2. Liaison with Management:

Before adopting talent analytics in organizations, HR teams used to interact seldom with the management. The majority of times, it used to be a discussion on hiring C-Level executives and top executives. However, with the implementation of talent analytics, the HR team needs to work closely and build a partnership with management and corporate strategy teams to develop a strategy for using the data and what information must be reported.

3. Automation:

HR teams must understand the things that need to be automated in the recruitment process are. In the future, there will be more unstructured data that needs to be analyzed. However, all the data is not helpful for the HR teams, and some of the data processing can be automated. Results can be directly generated in a standard report format.

Leveraging Talent Intelligence for Strategic Decision Making:

How come the organizations use Talent Intelligence to their advantage and improve the recruitment process is one of the critical aspects leadership looks at while implementing Data-Driven Software. Moreover, organizations require real-time, actionable, and on-demand insights vital to any decision while hiring a candidate.

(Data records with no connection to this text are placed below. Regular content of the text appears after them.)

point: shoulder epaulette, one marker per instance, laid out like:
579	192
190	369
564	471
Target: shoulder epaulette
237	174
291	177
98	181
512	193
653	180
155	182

Apart from hiring the candidate, Talent Intelligence can be used to make larger business decision making such as:

  • Talent Intelligence can predict when the subsequent hiring will happen and how much the headcount will increase at a particular location or office. Based on such data, an organization can plan with the real estate teams to discuss the space required to accompany new hires.
  • Working on a competitor hiring analysis to understand the competitor’s potential pivots. This will allow organizations to analyze how different businesses might work in new ways in the future and how they compete for head to head.
  • As the COVID-19 pandemic had affected almost every business in the world, as we advance into a new era, Talent Intelligence can offer various insights on workforce transformation, which geographical region will new spots for the business expand, what are the skillset required in the future, How many employees can work remotely and how many needed to work from the office and so on.
  • COVID-19 Panemdic had allowed more prominent organizations to acquire smaller firms that we’re unable to cope with the epidemic. Organizations can rely on Talent Intelligence tools to understand the talent, skillset of potential acquihire targets, and how they can fill the gap in their organizations.

Conclusion:

In recent years, Talent Intelligence has evolved from a mere data collection tool to analyze every aspect of recruitment and predicting how organizations need to pivot themselves in the future. However, Talent Intelligence is an emerging field. Still, the COVID-19 pandemic had accelerated the usage of data-driven software. In the post-COVID-19 world, organizations will not limit data-driven software usage but will further invest in gathering more meaningful data as it provides them with a competitive advantage.

For organizations to thrive and reach their goals, they need to have the right skilled people, and this is where Talent Intelligence adds value. Applying external data related to people, skills, jobs, functions, location, and competitors will drive the business decisions.

However, to get the right data, organizations need to employ skilled people in the HR teams. This can also be done by upskilling HR team members and making them experts in handling the data and extracting the information required that adds value to the organization.